Grew Up

Un des bonheurs de l’internet aura été le fait de me mettre en relation avec des personnes un cran plus âgées que moi. Surtout lorsque je suis arrivé à paris, j’ai pu rencontrer et m’entourer de potes et amis ayant une demi-douzaine d’années de plus que moi. Ce qui permettait d’accéder à des soirées pleines de gens cools, d’avoir des perspectives de vie différentes sur mes problèmes de jeune ou, plus terre-à-terrement, de me faire offrir un restau hors de mes moyens de temps en temps. Si toutes ces relations n’ont pas forcément tenu le choc des années, je suis particulièrement heureux de les avoir eues, ne serait-ce que parce que dans la plupart des cas j’ai été tiré vers le haut par ces rencontres et moments partagés.

Sachant que, tout au long de ces années, je n’avais pas d’ami(e)s plus jeunes que moi. Alors même que j’étais plus jeune que mes potes. D’où la question : à quel moment je vais devenir mes potes et trainer avec des raclures de jeunes ?

Je crois que ça commence maintenant en fait.

Par exemple j’ai remarqué que ça va bientôt faire quatre ou cinq ans que je traine avec des filles de 22 ans. Je vieillis mais pas elles. C’est suspicieux. Tout comme le coca partagé il y a deux semaines avec un mec qui tape à peine à la porte des 20 ans. Le genre de choses qui me mettent la puce à l’oreille. Le fait que, depuis mon diplôme, je considère toute personne encore étudiante comme plus jeune joue aussi. C’est une perception de classe, comme si un gouffre s’était créé entre eux et moi. L’adulte est tel un Pokemon, il a plusieurs évolutions dans son adultitude même. Ce qui permet de jouer au vieux con, et de penser très fort en discutant avec des potes que « ah ah ah il pense/dit ça parce qu’il est trop jeune, il verra en grandissant ! ». Etant donné que c’était le genre de réflexions qui me rendait fou pendant mes années teen, je les ravale et me flagelle en rentrant chez moi.

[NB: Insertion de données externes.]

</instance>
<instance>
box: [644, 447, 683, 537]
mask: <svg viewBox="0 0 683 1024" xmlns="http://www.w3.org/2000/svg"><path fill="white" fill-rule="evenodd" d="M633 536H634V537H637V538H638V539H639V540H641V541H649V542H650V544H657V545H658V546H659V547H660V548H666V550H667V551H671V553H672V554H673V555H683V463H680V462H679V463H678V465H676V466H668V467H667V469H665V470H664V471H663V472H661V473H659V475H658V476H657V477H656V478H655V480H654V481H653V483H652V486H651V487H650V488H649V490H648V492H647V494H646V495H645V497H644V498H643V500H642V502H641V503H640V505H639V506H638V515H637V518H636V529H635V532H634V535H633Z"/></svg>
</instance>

Ne pas reproduire le cycle infernal.

Surtout, j’ai cette espèce d’envie profonde d’être utile, de profiter des avantages de mon âge pour servir à quelque chose. Mais sans poches pleines, sans carrière de malade ni grands succès artistiques, c’est un peu compliqué. Du coup au lieu de te sentir vieux et sage, tu te sens surtout vieux. Un peu comme quand je regardais un podcast vidéo en ligne où le mec citait Mulder avant de dire, face caméra : « The X-Files, un truc des années 90 pour nos jeunes spectateurs ». Putain d’angoisse. Alors je repense au fait que tous mes potes plus âgés n’étaient pas non plus des héros. Il y en avait même un ou deux franchement à la ramasse.

Rien n’est perdu.

Et puis tout ça c’est la faute aux jeunes de toute façon. C’est bien simple : y’en a chaque année un peu plus. Saloperie.

2 réflexions sur “Grew Up

  1. Je vais passer pour un chieur, mais "grew" up ? Pas grown ?

    Bon billet, qui fait un peu echo à ce que je racontais en soirée ce week-end à un mec, célibataire papillonant, qui m’interrogeais sur mon choix de m’être marié il y a peu. Je lui parlais de potes plus vieux, et du moment où tu te poses la question "parmi les gens qui ont six à 10 ans de plus que je connais, quel est/sont celui/ceux au(x)quel(s) j’ai envie de ressembler…", ce qui te "tire vers le haut" comme tu dis.